Imagine, for a moment, the person that graduates from college with a set financial plan; someone who understands the implications of debt and of how to properly manage and leverage debt. Imagine having the ability to make choices about when and how to spend discretionary money as opposed to having all discretionary spending sucked up into debt reduction. Imagine being able to plan for AND acquire that first house within the first five years of hitting the job market. Imagine making positive choices, savings, investing, and charitable giving. Imagine that all starting in Middle School.
Money Management skills are not acquired through osmosis. They are not learned by watching the consumerism that is displayed on television. They are not absorbed through iPod earbuds. No, rather, Money Management is a critical skill that must be taught thoughtfully, practiced meticulously and allowed to grow in strength and confidence. So, it is best started young, while the stakes are low, but the rewards are high and long lasting. This article will lay out the steps that each and every parent can take, regardless of income, to ensure that their child master basic money management principles. Using this program, parents can create a Certified Money Management Master (CM3) program specifically designed for their family situation.

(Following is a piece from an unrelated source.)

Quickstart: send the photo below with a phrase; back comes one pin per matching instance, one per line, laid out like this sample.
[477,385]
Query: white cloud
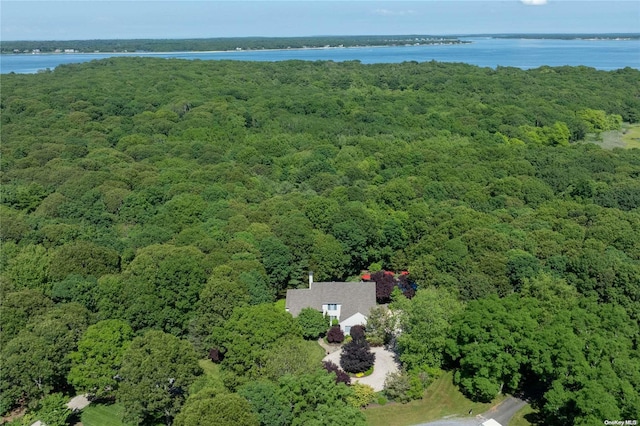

The principles of CM3 are based upon one primaryassumption. That being: To implement this program, you will spend no more money on your children than you do today. You will simply gradually transfer responsibility for when and how that money is spent from the parent to the child. Over time, households unknowingly spend a certain amount of money on children that can be termed discretionary. Whether it is a pack of gum at the grocery store, a movie ticket or a gift for a friend’s birthday party; these are all decisions that traditionally, parents make without much thought or consent from their children. CM3 shifts the decisions about when and how to spend that discretionary money from parent to child. Over time, as your child matures and master individual components of CM3 more responsibility and more discretionary spending is moved from parent to child. The goal is to teach kids how to make good choices so that the decision regarding a pack of gum can mature to a decision about what stores to shop in for clothes, what charities to fund and how much to save.
The basic premise is that as children are younger, their choices and options are more limited. However, control of those choices must rest with the child. This teaches them independence in decision making and allows them to feel empowered on the road to financial freedom.